On 9/27/06, Vivek raghunathan <vivek.raghunathan at gmail.com> wrote:
> Eddie,
>
> Here's a script without FromHost that generates an oops. This oops
> doesn't hang the machine though ...
>
> AddressInfo(MyEther 00:11:25:2D:7D:33, RemoteEther 00:11:25:47:EA:7B,
>           MyIP 10.1.1.2/8, RemoteIP 10.1.1.1/8, BroadcastAddr 10.255.255.255);
>
> FromDevice(eth0) -> SetPacketType(HOST) -> ToHost(eth0);
>
> splsrc::InfiniteSource(
> DATA \<aa bb cc dd ee ff>, LIMIT -1, STOP true);
> splsrc -> ipenc::IPEncap(222, MyIP, BroadcastAddr);
> ipenc -> ethenc::EtherEncap(0x0800, ff:ff:ff:ff:ff:ff, MyEther);
> ethenc -> q2::Queue;
> q2 -> ToDevice(eth0);
>
> -Vivek
>
>
>
> Sep 27 13:46:28 localhost kernel: [4294861.518000] Unable to handle
> kernel NULL pointer dereference at virtual address 00000000
> Sep 27 13:46:28 localhost kernel: [4294861.518000]  printing eip:
> Sep 27 13:46:28 localhost kernel: [4294861.518000] d124f881
> Sep 27 13:46:28 localhost kernel: [4294861.518000] *pde = 00000000
> Sep 27 13:46:28 localhost kernel: [4294861.518000] Oops: 0000 [#1]

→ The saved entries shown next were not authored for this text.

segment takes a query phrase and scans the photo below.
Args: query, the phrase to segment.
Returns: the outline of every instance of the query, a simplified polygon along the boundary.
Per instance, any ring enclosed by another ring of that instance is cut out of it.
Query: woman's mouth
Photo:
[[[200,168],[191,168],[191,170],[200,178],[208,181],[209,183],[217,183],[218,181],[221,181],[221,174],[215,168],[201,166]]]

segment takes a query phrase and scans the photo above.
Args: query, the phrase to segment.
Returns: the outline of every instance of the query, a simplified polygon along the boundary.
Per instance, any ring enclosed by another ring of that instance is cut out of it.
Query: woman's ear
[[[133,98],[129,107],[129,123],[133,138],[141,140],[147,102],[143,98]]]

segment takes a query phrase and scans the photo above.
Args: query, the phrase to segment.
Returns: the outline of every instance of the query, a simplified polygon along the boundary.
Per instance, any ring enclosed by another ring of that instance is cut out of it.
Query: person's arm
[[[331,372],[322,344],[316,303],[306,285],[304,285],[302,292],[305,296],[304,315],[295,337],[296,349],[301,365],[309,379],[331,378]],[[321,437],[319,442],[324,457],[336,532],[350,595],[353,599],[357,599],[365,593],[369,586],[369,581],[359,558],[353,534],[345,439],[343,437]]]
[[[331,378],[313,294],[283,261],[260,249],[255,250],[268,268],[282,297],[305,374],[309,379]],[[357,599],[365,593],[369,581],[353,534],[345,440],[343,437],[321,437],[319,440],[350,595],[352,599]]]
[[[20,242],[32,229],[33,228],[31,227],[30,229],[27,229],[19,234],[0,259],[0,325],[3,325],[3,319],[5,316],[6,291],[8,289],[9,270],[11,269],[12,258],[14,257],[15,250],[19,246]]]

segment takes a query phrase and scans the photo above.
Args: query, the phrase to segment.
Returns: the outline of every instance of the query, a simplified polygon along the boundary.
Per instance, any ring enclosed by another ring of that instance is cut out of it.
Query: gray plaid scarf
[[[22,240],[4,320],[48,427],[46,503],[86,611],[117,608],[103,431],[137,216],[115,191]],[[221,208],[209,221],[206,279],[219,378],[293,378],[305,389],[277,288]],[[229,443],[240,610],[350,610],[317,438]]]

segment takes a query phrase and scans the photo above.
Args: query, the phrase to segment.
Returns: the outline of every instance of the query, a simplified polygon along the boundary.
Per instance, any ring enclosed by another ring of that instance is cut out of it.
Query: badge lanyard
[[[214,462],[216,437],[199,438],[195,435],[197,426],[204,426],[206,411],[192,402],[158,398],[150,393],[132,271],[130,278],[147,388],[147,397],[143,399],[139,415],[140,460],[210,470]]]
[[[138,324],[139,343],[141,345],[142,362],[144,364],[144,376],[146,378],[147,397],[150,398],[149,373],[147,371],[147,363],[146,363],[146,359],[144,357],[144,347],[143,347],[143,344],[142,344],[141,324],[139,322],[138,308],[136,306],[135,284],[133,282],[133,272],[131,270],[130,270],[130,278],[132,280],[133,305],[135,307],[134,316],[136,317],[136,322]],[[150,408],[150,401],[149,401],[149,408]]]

> Sep 27 13:46:28 localhost kernel: [4294861.518000] PREEMPT
> Sep 27 13:46:28 localhost kernel: [4294861.518000] Modules linked in:
> click proclikefs rfcomm l2cap bluetooth nvram uinput ppdev radeon drm
> speedstep_centrino cpufreq_userspace cpufreq_stats freq_table
> cpufreq_powersave cpufreq_ondemand cpufreq_conservative video ibm_acpi
> container button battery ac ipv6 dm_mod md_mod lp af_packet airo_cs
> airo pcmcia joydev tsdev e100 ipw2200 mii ide_cd cdrom ieee80211
> ieee80211_crypt yenta_socket rsrc_nonstatic pcmcia_core snd_intel8x0
> snd_ac97_codec snd_ac97_bus snd_pcm_oss snd_mixer_oss snd_pcm
> snd_timer hw_random psmouse snd soundcore parport_pc parport ehci_hcd
> uhci_hcd shpchp pci_hotplug usbcore serio_raw pcspkr floppy
> snd_page_alloc rtc intel_agp agpgart evdev ext3 jbd mbcache ide_disk
> ide_generic via82cxxx trm290 triflex slc90e66 sis5513 siimage
> serverworks sc1200 rz1000 piix pdc202xx_old pdc202xx_new opti621
> ns87415 it821x hpt366 hpt34x generic cy82c693 cs5535 cs5530 cs5520
> cmd64x atiixp amd74xx alim15x3 aec62xx thermal processor fan
> Sep 27 13:46:28 localhost kernel: [4294861.518000] CPU:    0
> Sep 27 13:46:28 localhost kernel: [4294861.518000] EIP:
> 0060:[pg0+267880577/1053979648]    Not tainted VLI
> Sep 27 13:46:28 localhost kernel: [4294861.518000] EFLAGS: 00010282
> (2.6.16.13 #6)
> Sep 27 13:46:28 localhost kernel: [4294861.518000] EIP is at
> _ZN7Element4pushEiP6Packet+0x1d/0x3c [click]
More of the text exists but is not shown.